RASC News Agency: In what appears to be the formal execution of a long-suspected demographic engineering strategy, Taliban authorities have begun resettling tens of thousands of Pashtun transplants in the northern province of Badakhshan an area historically home to non-Pashtun ethnic groups. This move follows the leak of a confidential decision reached months ago during a covert meeting held in Kuhandaz, where plans were outlined to relocate approximately 30,000 Pashtun individuals, euphemistically referred to as “migrants,” into strategically important areas of Badakhshan. According to a local source, “State-owned lands have already been surveyed, and the groundwork for this mass relocation is underway. Ten families have so far been brought into the Zir Baz area of Khowahan district. However, local residents resisted their settlement, prompting these families to pitch tents in Dasht-e-Kaji, a barren stretch near the border commissariat and a bridge over the Amu River, north of the district center. They claim to be refugees, but the nature of their presence is clearly coordinated and sanctioned by the Taliban.”

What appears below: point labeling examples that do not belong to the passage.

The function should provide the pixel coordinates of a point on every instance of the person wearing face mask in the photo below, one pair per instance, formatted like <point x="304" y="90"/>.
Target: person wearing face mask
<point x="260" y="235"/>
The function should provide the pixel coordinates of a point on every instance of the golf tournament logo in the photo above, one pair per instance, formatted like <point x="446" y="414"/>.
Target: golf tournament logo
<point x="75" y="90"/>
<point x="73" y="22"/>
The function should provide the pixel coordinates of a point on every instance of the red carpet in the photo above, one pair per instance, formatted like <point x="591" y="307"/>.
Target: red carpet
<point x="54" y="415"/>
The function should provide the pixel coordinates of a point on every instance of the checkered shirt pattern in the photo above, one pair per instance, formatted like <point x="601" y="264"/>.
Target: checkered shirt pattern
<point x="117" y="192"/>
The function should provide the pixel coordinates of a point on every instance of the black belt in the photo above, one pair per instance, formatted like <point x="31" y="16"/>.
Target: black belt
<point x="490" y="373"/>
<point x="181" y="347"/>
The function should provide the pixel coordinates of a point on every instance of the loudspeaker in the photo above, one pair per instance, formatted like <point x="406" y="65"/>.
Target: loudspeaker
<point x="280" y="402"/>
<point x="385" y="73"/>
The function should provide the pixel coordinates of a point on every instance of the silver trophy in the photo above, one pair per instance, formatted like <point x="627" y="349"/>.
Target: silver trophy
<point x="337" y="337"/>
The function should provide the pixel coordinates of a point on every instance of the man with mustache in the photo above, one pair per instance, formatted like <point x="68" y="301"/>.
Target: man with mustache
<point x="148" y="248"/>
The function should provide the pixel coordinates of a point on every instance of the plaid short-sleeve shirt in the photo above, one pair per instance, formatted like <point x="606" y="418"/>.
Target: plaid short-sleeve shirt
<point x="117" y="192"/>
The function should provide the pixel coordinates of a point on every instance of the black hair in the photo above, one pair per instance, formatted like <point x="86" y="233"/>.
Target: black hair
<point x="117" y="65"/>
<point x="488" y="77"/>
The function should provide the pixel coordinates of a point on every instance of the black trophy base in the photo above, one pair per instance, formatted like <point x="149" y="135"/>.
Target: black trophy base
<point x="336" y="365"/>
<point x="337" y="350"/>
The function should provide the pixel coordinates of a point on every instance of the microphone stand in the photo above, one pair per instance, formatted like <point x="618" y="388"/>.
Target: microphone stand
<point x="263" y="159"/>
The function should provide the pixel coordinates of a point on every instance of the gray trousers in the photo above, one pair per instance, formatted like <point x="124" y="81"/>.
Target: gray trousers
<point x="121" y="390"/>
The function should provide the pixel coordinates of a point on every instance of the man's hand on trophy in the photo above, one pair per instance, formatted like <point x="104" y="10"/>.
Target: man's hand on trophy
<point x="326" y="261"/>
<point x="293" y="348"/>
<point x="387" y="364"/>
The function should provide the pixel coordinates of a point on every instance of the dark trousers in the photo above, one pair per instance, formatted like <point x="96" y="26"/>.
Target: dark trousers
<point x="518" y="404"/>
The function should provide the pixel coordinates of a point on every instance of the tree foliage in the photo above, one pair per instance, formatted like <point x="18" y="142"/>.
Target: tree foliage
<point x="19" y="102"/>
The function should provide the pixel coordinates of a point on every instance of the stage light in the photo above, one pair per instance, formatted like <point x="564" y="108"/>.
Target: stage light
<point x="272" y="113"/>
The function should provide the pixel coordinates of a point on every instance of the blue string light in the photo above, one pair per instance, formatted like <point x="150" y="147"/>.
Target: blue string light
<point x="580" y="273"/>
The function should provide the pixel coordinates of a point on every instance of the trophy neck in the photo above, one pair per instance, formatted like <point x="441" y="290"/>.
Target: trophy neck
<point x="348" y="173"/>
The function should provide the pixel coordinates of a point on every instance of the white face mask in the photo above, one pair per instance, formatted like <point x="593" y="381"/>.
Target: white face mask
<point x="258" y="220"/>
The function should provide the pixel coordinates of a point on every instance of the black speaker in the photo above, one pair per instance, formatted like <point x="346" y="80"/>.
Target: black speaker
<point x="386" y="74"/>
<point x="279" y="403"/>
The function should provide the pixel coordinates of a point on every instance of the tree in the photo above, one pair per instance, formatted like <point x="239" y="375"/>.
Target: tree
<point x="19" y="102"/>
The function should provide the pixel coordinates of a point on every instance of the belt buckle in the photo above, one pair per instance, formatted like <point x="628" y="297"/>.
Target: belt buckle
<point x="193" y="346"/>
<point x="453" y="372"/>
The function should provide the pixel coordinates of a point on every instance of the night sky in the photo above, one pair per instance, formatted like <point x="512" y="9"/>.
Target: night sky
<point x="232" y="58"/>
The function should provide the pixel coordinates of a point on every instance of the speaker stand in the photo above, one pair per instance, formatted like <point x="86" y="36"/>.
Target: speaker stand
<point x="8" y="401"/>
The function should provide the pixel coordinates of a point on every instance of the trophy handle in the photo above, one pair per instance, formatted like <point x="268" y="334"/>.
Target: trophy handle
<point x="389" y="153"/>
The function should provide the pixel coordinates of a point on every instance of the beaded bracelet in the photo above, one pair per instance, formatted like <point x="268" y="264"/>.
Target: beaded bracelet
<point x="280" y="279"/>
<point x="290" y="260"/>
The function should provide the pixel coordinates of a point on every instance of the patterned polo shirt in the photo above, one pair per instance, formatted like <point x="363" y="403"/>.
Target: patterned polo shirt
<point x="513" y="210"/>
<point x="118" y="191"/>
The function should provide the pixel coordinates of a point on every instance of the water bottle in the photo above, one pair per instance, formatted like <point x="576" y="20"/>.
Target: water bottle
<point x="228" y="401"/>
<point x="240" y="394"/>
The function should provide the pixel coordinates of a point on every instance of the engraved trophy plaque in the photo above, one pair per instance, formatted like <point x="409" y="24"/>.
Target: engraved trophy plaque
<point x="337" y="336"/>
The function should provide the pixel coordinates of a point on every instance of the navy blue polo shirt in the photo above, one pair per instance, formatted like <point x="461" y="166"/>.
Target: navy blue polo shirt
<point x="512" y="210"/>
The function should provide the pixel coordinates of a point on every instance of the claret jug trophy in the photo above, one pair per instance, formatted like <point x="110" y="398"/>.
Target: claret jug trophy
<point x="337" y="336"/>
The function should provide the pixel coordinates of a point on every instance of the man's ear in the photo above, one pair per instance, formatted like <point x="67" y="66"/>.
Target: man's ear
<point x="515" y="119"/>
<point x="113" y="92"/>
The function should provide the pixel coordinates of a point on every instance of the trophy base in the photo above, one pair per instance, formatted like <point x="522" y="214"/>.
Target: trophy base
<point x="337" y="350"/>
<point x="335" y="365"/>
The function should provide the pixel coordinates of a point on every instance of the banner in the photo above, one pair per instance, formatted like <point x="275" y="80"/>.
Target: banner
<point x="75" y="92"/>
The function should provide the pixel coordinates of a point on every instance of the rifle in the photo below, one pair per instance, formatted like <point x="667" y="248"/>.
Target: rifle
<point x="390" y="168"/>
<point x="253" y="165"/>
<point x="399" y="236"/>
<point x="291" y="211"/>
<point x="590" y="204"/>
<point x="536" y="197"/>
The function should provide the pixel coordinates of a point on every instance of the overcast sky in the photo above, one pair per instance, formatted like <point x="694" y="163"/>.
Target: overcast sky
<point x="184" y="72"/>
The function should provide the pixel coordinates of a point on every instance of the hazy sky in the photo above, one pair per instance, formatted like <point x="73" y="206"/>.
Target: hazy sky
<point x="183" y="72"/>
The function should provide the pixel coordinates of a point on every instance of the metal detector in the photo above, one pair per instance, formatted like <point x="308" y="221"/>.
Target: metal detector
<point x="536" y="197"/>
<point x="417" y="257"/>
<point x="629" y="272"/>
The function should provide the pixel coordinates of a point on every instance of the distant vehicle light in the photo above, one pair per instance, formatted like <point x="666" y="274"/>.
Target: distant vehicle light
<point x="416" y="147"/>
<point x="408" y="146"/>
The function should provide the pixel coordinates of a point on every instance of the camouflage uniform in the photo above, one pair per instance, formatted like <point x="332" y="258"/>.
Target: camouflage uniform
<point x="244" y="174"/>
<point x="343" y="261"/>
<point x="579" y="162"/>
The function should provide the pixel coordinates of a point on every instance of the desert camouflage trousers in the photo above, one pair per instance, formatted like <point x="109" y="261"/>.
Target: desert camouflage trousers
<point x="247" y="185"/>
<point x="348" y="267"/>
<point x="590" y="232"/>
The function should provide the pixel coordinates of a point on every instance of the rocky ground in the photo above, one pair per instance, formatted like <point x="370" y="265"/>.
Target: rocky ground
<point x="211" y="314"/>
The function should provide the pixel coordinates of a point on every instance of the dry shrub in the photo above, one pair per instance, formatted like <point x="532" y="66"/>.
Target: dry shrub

The resettlement of Pashtun-origin populations into the heartlands of non-Pashtun ethnic communities in northern Afghanistan’s provinces is widely viewed as part of a broader ethno-political strategy underpinned by Pashtunwali, the tribal ideology that the Taliban regime has increasingly institutionalized since seizing power in 2021. Over the past four years of Taliban rule, this policy has taken on a coercive and aggressive form, resulting in the forced displacement of thousands of indigenous residents from their ancestral lands, to make room for politically favored Pashtun communities. Critics and human rights observers argue that such population engineering, cloaked in the rhetoric of “humanitarian resettlement,” is in fact a strategic maneuver aimed at altering the demographic fabric of key provinces. It serves not only to dilute the influence of historically non-Pashtun communities in the region but also to cement Taliban control over restive northern areas that have resisted their ultra-conservative rule.
The latest manifestation of this forced demographic shift occurred just last week in the Dolatyar district of Ghor province, where Taliban militants reportedly evicted dozens of long-established residents under the pretext of land disputes. Their homes and farmlands were subsequently transferred to Pashtun families brought in from other regions. Local sources confirm that the displaced families had lived in the area for generations, with deep roots and communal ties now callously severed by Taliban decree. This systematic campaign of engineered displacement underscores the Taliban’s continued reliance on authoritarian and ethnocentric policies, rather than any meaningful engagement with national reconciliation or inclusive governance. As the Taliban deepen their grip on the country, they continue to weaponize geography, ethnicity, and state resources to pursue a singular ethnic vision of power at the expense of Afghanistani unity, pluralism, and human dignity.